Gen. Bergner said the fighting in Tal Afar, and other parts of northwest Iraq, has resulted in severe damage to al Qaeda in Iraq, which is headed by Zarqawi, who has pledged allegiance to Osama bin Laden.

Al Qaeda's murderous ways have also prompted more Iraqis to join the democracy movement and provide tips on the location of the enemy and of hidden IEDs, according to the general.

"The population here is no longer on the fence," Gen. Bergner said. "They want freedom."

The general said weekly attacks have dropped from about 110 last winter to 60 to 70 today.

"That's largely enabled by the Iraqi people coming forward and reporting things that they didn't have the confidence to do before," he said.

Northwest Iraq, like the rest of the country, is preparing for an Oct. 15 referendum on a new constitution that will pave the way for elections in December of a permanent parliament. More than 100,000 new voters have registered in the north.

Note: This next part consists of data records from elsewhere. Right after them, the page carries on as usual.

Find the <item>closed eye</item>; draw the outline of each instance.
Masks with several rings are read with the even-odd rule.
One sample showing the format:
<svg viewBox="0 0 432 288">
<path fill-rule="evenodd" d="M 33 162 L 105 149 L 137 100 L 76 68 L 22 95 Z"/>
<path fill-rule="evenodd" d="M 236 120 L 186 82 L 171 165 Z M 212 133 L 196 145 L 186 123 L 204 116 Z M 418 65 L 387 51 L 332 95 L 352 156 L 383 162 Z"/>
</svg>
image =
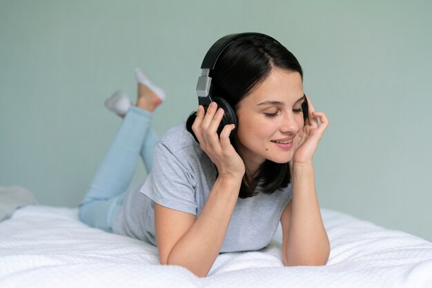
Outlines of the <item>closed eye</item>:
<svg viewBox="0 0 432 288">
<path fill-rule="evenodd" d="M 276 115 L 277 115 L 277 112 L 275 112 L 275 113 L 264 113 L 264 115 L 266 115 L 266 117 L 274 117 Z"/>
</svg>

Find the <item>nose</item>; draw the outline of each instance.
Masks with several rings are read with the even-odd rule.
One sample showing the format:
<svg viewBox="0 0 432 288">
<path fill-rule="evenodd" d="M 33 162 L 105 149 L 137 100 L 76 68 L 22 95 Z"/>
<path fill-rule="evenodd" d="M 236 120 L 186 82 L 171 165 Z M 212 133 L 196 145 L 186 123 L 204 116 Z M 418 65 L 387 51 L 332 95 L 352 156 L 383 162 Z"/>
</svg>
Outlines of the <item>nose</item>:
<svg viewBox="0 0 432 288">
<path fill-rule="evenodd" d="M 302 123 L 299 122 L 300 118 L 302 118 Z M 283 133 L 288 134 L 289 135 L 295 135 L 299 130 L 302 128 L 301 123 L 302 123 L 302 116 L 296 117 L 296 115 L 293 112 L 288 112 L 285 113 L 284 116 L 282 117 L 279 129 Z"/>
</svg>

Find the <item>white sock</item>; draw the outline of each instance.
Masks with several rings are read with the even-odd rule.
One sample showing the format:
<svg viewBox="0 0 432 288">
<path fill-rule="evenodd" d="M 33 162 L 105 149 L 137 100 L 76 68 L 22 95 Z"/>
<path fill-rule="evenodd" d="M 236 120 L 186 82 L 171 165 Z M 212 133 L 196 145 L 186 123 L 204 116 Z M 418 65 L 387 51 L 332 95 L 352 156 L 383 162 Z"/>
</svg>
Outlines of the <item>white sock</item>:
<svg viewBox="0 0 432 288">
<path fill-rule="evenodd" d="M 124 116 L 131 105 L 130 98 L 121 90 L 116 92 L 105 101 L 105 106 L 120 116 Z"/>
<path fill-rule="evenodd" d="M 150 82 L 150 81 L 144 74 L 142 70 L 139 68 L 135 68 L 135 76 L 137 76 L 137 81 L 152 90 L 156 95 L 161 99 L 161 101 L 165 100 L 165 92 L 159 87 Z"/>
</svg>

In Tal Afar, the coalition is working to create a police force that will keep the city in coalition hands once the Iraqi army withdraws.

The United States has trained an Iraq security force of more than 180,000, but few units can operate totally on their own without American assistance.

"Many are capable of limited independent operations at the small unit level right now," Gen. Bergner said. "Police are shooting back when they get shot at."